SMRs and AMRs

Friday, January 30, 2015

Radical Jihad Will Not Be Easily Halted

By Tom Maertens
Mankato Free Press, January 28, 2015

France has suffered a series of terrorist attacks recently, the worst being the Charlie Hebdo killings in Paris. Religious extremists were behind those actions, shouting allahu akbar as they executed twelve journalists. As is well known, they were Muslims acting on behalf of Islam.

Slimane Nadour, head of communications at the Grand Mosque of Paris, acknowledged that fact, saying that “Everyone in France, including Muslims, is afraid of the radicals. Muslims themselves are the biggest target of radical Islamist terrorism.”

Radical Islamist terrorist groups include ISIL, Al Qaeda, Boko Haram, Al Shabab, AQAP, and the Taliban.

Pope Francis attributed the recent killings in France and the strife in the Middle East to “deviant forms of religion” such as religious fundamentalism, noting that perpetrators use God as a pretext for their crimes. …”Violence is always the product of a falsification of religion…whose only goal is power over others.”

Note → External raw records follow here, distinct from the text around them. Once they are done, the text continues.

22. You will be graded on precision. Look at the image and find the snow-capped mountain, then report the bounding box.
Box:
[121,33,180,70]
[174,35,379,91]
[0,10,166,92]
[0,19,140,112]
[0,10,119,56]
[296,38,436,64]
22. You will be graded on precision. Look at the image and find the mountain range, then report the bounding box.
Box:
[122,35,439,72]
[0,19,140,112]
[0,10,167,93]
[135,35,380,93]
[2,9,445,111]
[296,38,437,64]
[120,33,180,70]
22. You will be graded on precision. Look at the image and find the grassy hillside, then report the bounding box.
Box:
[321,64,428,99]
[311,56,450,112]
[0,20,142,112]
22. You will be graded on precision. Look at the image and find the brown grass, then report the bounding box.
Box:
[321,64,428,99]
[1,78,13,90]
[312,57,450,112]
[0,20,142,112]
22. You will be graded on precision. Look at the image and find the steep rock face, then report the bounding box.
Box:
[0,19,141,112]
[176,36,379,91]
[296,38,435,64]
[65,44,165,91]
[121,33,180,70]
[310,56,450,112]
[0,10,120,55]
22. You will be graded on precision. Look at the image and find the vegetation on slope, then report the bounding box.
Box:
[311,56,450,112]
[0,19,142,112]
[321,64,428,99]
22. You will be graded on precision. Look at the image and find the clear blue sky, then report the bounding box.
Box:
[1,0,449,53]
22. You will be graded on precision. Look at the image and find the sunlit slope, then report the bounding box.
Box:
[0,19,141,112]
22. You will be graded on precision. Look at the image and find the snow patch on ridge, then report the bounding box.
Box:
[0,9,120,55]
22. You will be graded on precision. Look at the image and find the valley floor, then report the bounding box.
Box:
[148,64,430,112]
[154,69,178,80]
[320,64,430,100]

There is a predictable result of such religiously-based terrorism: three separate polls show respectively that 60% of Italians view Islam as a dangerous religion and that 60% of Germans and 74% of the French say that Islam is not compatible with Western society. In contrast, has anybody ever worried about Unitarian suicide bombers, Amish jihadists or Quaker sleeper cells, for example?

One explanation for the growing extremism cites the background of Muslim immigrants from the most rural areas of Morocco, Algeria, Turkey, and Pakistan. The immigrants are poorer, less educated, and more religious than their host societies.

Yet there are millions of Christians in the Middle East who don’t blow themselves up to become martyrs, even though they live under the same economic and political circumstances as the supposedly oppressed Muslims.

The immigrants’ concept of nationhood is based on Islam, not on common language, history and ethnic group as in Europe. For them, the Qu’ran is seen as the constitution of an Islamic state; it uses religious rules – Shariah -- to enforce its control over all aspects of society. A 2013 Pew survey shows, for example, that 88% of Muslims in Egypt and 62% of Muslims in Pakistan support the death penalty for people who leave Islam.

Accordingly, many immigrants have refused to assimilate and instead, agitated for Islamic law, which is anathema in pluralistic and secular Europe. Many Europeans believe that immigrants should adapt to the host countries’ culture and traditions; instead, the immigrants frequently attempt to install the same dysfunctional systems they fled.

Some, such as ex-Senator Joe Lieberman, believe the response to Islamist terrorism should be open warfare, starting with a formal declaration of war. He asserted in the WSJ that the West must go on the offensive against radical Islam; that the U.S. and the European powers should form an alliance against the jihadist groups with the goal of destroying them militarily. Unfortunately, such an approach has not met with notable success; historically, it has created more jihadis, as happened in Afghanistan, Iraq and Syria. The Soviet invasion of Afghanistan led eventually to the creation of al Qaeda, and the US invasion of Iraq was instrumental in the formation of ISIS.

Other commentators, such as David Ignatius in the Washington Post, believe the role of religion is exaggerated. He points out that the three Paris attackers were less religious zealots than career criminals for whom jihadi groups apparently provided a sense of belonging and an outlet for adventure and their criminal proclivities: ISIS’s funding comes from pirated oil, kidnapping for ransom, bank robbery, theft, abducting and selling slaves – all sanctioned by Shariah as “spoils of war” -- and from wealthy Arabs.

Ignatius’s approach would be to have prominent Muslims explain that violence is not the real Islam, essentially, to talk them out of jihad.

Another “soft” approach is that of Denmark which attempts to steer returning jihadis towards education and jobs; it has seen the number of ISIS recruits drop from thirty in 2013 to one in 2014.

Others, like Fareed Zakaria, have pointed out that the Qu’ran does not have any prohibitions on blasphemy or criticizing the prophet: these are cynical inventions by political leaders to manipulate the naïve, which should be exposed.

No approach is likely to be successful, however, if weak governments cannot police their national territory, and equally important, cut off the groups’ financing.

The outcome of this campaign is uncertain, but it will be lengthy and expensive; civil liberties and individual privacy will likely suffer in the process. We will be lucky if we do not also suffer further major attacks in the process.